Allant encore plus loin dans l’hypothèse d’un déficit auditif et visuel indépendants dans la dyslexie, certains auteurs ont interprété les moindres performances dans les tâches de dénomination rapide chez les sujets dyslexiques comme un déficit de l’automatisation. La lecture nécessite que ses sous-composantes soient automatisées, selon le modèle de la double voie (Marshall and Newcombe 1973) qui sert de référence dans l’évaluation des pathologies langagières acquises ou développementales. Ce modèle postule l’existence de deux voies de lecture : la voie directe et la voie indirecte. La voie indirecte de la lecture est la voie phonologique, qui permet d’associer chaque représentation graphique à un son. Une atteinte de la voie phonologique provoque des altérations de la représentation, du stockage et de la récupération des segments phonologiques, d’où les difficultés observées dans la conversion graphème-phonème. La voie lexicale est dite directe car elle permet d’accéder directement au sens du mot sans passer par l’étape phonologique. Elle correspond à un processus d’automatisation de la lecture, par reconnaissance globale du mot et non plus par déchiffrage. Elle implique notamment le gyrus fusiforme gauche, ou l’aire de la reconnaissance visuelle

(VWFA), le gyrus temporal moyen postérieur, le gyrus frontal inférieur (pars triangularis) et la partie ventrale antérieure du lobe temporal. Une incapacité à développer cette voie de lecture directe, et à automatiser certains processus, pourrait expliquer le lien entre RAN et lecture (Nicolson and Fawcett 1990).
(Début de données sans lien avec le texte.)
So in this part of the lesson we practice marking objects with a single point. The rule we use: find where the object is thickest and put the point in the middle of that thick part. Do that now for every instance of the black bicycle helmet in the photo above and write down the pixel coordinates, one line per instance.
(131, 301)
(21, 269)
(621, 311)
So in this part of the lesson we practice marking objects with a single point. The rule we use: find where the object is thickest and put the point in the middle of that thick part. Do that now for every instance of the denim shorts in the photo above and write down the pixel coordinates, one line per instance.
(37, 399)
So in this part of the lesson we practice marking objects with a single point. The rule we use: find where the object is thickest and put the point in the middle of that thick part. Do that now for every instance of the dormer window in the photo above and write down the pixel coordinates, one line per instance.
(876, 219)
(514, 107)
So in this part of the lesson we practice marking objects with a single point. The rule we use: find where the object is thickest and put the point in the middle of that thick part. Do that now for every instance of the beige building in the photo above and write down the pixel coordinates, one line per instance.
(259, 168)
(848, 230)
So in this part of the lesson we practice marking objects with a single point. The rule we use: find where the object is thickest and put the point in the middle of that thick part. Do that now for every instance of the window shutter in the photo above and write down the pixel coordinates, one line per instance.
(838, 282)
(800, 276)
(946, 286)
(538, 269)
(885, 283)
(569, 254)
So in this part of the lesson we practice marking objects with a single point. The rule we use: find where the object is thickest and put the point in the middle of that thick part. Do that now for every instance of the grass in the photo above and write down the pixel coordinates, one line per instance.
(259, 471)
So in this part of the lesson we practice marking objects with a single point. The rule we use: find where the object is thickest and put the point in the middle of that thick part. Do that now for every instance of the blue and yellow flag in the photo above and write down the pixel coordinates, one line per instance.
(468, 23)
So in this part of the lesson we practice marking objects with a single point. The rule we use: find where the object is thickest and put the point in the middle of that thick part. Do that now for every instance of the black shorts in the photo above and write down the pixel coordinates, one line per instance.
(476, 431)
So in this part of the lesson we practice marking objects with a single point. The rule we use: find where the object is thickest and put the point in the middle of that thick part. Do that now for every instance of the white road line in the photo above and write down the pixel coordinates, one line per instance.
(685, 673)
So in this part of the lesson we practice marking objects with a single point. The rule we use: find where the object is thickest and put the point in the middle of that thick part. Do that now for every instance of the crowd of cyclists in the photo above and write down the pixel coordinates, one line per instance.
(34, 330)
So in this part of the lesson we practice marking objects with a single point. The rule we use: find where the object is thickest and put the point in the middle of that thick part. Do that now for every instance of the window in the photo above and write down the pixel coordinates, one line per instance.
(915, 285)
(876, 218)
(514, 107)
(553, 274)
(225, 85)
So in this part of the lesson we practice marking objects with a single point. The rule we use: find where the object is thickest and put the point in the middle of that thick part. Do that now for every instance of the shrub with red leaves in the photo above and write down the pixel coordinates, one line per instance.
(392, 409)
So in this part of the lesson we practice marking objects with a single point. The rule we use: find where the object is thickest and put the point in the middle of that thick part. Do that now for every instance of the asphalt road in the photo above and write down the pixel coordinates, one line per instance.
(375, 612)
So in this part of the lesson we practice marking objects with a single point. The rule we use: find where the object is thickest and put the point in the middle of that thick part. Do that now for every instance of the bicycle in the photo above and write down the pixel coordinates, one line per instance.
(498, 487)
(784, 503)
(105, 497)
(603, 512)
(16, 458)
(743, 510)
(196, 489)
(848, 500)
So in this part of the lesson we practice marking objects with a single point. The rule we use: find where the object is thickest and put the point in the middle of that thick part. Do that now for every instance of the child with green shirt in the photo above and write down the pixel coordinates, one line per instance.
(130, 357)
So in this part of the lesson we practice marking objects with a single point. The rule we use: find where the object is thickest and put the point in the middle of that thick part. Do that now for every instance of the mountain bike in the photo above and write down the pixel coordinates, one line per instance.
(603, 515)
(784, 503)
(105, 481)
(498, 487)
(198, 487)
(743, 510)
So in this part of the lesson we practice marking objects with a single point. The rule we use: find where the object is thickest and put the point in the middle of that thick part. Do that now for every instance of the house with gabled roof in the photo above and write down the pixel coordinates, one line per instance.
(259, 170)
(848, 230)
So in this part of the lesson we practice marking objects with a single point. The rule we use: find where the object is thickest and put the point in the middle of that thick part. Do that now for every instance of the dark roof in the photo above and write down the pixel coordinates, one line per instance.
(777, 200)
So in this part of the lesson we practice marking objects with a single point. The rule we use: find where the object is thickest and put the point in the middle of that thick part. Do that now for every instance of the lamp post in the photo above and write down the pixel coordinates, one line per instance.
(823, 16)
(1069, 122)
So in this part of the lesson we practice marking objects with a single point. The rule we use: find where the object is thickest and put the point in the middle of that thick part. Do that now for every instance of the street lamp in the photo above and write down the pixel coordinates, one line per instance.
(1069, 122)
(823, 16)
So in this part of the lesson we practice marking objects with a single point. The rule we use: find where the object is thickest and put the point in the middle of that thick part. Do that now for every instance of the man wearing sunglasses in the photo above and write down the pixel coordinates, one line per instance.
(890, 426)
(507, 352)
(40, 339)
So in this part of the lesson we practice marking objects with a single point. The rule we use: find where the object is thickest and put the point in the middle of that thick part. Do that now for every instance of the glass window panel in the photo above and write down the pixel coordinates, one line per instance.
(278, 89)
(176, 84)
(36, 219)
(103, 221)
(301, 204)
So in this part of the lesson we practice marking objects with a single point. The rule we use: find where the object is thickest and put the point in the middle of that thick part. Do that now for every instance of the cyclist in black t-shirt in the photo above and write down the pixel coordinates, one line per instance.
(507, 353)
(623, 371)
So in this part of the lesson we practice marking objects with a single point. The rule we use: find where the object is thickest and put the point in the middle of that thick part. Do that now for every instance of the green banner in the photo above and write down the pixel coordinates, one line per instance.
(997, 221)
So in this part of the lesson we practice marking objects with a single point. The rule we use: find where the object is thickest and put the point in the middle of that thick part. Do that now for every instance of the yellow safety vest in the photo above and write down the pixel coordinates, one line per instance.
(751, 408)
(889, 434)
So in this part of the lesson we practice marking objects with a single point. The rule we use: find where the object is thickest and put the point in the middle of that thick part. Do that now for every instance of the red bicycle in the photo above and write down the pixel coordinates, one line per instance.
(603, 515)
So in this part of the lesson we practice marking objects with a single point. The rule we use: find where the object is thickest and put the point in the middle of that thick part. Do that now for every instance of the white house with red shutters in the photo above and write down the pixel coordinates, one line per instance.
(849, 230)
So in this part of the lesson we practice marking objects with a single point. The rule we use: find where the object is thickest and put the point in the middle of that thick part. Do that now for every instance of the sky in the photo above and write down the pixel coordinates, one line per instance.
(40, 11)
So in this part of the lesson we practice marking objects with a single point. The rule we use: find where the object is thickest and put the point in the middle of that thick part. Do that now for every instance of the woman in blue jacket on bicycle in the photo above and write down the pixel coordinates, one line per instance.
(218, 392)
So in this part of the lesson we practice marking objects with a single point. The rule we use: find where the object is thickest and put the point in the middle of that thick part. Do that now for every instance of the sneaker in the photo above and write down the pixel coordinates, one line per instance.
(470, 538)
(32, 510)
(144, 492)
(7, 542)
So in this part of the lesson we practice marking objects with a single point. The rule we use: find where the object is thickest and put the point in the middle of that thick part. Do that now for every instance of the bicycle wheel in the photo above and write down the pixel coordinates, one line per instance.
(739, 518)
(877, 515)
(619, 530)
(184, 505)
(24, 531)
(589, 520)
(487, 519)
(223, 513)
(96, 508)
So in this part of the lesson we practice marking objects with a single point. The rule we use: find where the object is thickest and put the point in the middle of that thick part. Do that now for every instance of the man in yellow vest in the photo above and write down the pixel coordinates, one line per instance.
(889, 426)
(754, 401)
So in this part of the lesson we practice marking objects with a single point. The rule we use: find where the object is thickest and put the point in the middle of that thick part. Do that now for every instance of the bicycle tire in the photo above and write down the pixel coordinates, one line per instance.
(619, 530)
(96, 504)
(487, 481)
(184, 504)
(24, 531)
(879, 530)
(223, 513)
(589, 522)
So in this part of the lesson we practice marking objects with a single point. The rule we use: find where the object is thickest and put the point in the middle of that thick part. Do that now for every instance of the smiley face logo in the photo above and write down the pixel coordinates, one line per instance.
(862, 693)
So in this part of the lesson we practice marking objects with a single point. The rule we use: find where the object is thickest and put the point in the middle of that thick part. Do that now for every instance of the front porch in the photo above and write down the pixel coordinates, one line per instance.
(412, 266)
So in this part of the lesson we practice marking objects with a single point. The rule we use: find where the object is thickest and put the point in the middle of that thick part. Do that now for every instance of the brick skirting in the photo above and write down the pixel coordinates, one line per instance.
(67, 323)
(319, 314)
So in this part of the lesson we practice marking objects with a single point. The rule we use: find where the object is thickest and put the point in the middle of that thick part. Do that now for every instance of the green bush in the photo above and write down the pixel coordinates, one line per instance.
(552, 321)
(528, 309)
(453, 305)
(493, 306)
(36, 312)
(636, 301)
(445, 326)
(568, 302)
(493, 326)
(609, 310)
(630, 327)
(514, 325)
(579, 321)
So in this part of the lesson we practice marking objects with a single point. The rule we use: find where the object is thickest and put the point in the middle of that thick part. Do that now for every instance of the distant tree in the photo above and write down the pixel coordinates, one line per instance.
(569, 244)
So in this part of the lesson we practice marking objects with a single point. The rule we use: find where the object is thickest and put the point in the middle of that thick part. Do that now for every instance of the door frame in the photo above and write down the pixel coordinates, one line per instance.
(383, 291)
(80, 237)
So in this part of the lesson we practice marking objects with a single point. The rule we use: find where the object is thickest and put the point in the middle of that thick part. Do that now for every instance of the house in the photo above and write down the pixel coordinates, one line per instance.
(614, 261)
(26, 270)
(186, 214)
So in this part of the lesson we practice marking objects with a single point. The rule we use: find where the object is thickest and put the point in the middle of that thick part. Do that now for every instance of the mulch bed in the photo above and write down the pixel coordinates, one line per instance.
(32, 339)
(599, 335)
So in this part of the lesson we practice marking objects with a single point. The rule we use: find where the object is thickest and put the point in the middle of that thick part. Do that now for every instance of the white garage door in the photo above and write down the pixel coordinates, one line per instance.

De façon synthétique, on peut donc regrouper les grandes théories de la dyslexie en deux grandes tendances. La première considère que la dyslexie est un trouble spécifique du langage : c’est la théorie phonologique. Selon cette approche, les autres symptômes rencontrés dans la dyslexie n’ont pas de relation causale avec le trouble de la lecture, mais sont considérés comme des « marqueurs » co-morbides. À l’opposé, les autres théories considèrent que la dyslexie est un dysfonctionnement affectant de multiples domaines sensoriels (audition, vision), sans restriction au domaine auditif, et affectant le domaine moteur : il s’agit de l’hypothèse du double déficit, de l’hypothèse cérébelleuse, de l’hypothèse magnocellulaire. Nous avons décrit seulement certaines de ces hypothèses pour la bonne compréhension des analyses.

Le consensus sur l’hypothèse phonologique s’est principalement basé sur la proportion de la population dyslexique souffrant de troubles phonologiques. Une étude de 2003 a montré, à l’aide d’une batterie de tests très large (lecture de pseudo-mots, tâches d’analyse phonologique, de dénomination rapide et de fluence verbale), que le déficit phonologique était présent chez la totalité des dyslexiques de l’échantillon, contrairement aux troubles auditifs et sensori-moteurs, présents dans des sous-groupes uniquement (Ramus, 2003). Cette observation suggère que le déficit phonologique apparaît en l’absence de tout autre déficit sensoriel ou moteur. Les troubles sensori-moteurs apparaissent donc comme des symptômes co-morbides. Pourtant, des méta-analyses rapportent que tous les dyslexiques ne souffrent pas d’un déficit phonologique. Les mêmes auteurs ont rapporté une prévalence de 77 % des troubles phonologique dans un groupe de 22 enfants dyslexiques âgés de 8 à 12 ans (Ramus et al. 2003). Une seconde équipe a reproduit ces résultats avec d’autres critères, toujours chez des enfants, en rapportant la présence de troubles dans les compétences phonologiques de 52 %.